The list below describes each lens feature from the example in Fig. 1:

  • G: indicates a gelded lens. These are lenses that are not equipped with aperture rings in order to save cost. Instead, the aperture size is changed by the camera it’s mounted on. As Ken Rockwell puts it: G is not a feature, it is a handicap.
  • ED-IF: actually a combination of two features, ED indicating extra-low dispersion and IF indicating internal focusing. ED is a glass technology that allows for a fast super telephoto without the chromatic aberration that would normally occur and reduce its images’ sharpness. IF was an advancement that allowed lenses to do all their focusing internally, where previously the entire lens had to move in and out to focus (more on internal focusing).

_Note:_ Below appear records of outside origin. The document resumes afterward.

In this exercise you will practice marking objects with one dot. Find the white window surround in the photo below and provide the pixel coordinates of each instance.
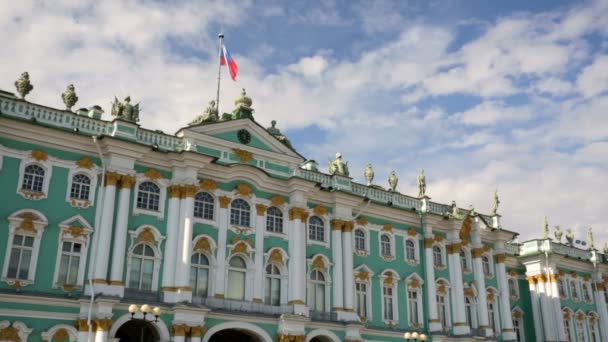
(384, 281)
(215, 211)
(74, 229)
(326, 273)
(414, 283)
(326, 231)
(283, 269)
(361, 252)
(368, 289)
(136, 239)
(444, 262)
(92, 174)
(416, 241)
(162, 184)
(249, 274)
(47, 166)
(21, 225)
(391, 239)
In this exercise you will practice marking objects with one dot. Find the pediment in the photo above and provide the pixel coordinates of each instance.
(227, 132)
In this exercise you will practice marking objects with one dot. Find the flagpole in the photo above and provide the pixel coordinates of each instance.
(219, 72)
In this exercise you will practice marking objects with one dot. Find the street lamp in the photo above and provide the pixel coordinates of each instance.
(145, 309)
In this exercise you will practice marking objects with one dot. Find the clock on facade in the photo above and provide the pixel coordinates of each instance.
(244, 136)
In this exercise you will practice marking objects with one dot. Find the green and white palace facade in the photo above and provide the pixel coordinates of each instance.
(237, 237)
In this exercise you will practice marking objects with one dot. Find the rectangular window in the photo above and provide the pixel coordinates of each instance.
(21, 255)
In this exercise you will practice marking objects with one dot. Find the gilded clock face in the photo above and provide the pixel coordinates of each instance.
(244, 136)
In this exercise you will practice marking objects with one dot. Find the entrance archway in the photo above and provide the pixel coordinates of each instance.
(137, 330)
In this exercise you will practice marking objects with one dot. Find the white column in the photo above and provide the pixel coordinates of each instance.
(120, 233)
(506, 319)
(258, 295)
(546, 308)
(336, 250)
(601, 309)
(434, 324)
(536, 313)
(347, 258)
(182, 279)
(480, 280)
(105, 230)
(221, 245)
(172, 235)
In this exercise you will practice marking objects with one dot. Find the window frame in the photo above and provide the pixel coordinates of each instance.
(35, 230)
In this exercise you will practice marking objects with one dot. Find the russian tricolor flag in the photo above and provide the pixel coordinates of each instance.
(226, 59)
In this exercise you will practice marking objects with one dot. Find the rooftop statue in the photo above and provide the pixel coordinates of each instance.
(125, 110)
(590, 238)
(368, 174)
(569, 236)
(243, 107)
(209, 115)
(277, 134)
(69, 97)
(421, 184)
(496, 203)
(338, 167)
(558, 234)
(23, 85)
(393, 180)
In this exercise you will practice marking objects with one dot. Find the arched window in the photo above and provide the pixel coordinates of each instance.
(464, 261)
(385, 246)
(316, 291)
(142, 267)
(316, 229)
(574, 290)
(148, 196)
(33, 178)
(204, 206)
(69, 263)
(485, 264)
(410, 250)
(274, 220)
(199, 274)
(240, 213)
(81, 186)
(360, 240)
(273, 285)
(237, 272)
(437, 257)
(20, 257)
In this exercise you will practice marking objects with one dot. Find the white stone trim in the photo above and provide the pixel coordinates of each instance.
(39, 226)
(162, 184)
(84, 239)
(72, 332)
(92, 174)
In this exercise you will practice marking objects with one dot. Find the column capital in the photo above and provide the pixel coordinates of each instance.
(224, 201)
(261, 209)
(103, 324)
(298, 214)
(112, 178)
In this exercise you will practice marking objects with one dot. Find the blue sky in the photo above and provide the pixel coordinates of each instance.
(481, 94)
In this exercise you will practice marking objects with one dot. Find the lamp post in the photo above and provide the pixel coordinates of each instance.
(145, 310)
(414, 336)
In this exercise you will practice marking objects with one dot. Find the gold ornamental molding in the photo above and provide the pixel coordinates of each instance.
(277, 200)
(260, 209)
(208, 185)
(224, 201)
(319, 210)
(85, 163)
(242, 155)
(40, 155)
(153, 174)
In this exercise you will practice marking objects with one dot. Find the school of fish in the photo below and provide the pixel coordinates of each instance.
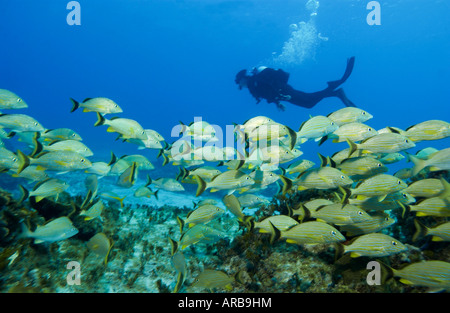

  • AF-S: indicates autofocus via silent wave motor. Lenses with this feature allow a lens to be focused manually at any time, even if autofocus is still turned on.
  • VR: indicates vibration reduction, Nikon’s technology to compensate for the natural shakiness of your hands while a photo is being taken. Canon’s similar technology is called IS (Image Stabilizer) and Sigma’s OS (Optical Stabilizer).
  • DX: indicates compatibility with Nikon’s line of small-frame cameras. The sensor in DX series cameras shoots a smaller 16 x 24mm frame while the FX series shoots at full-frame size.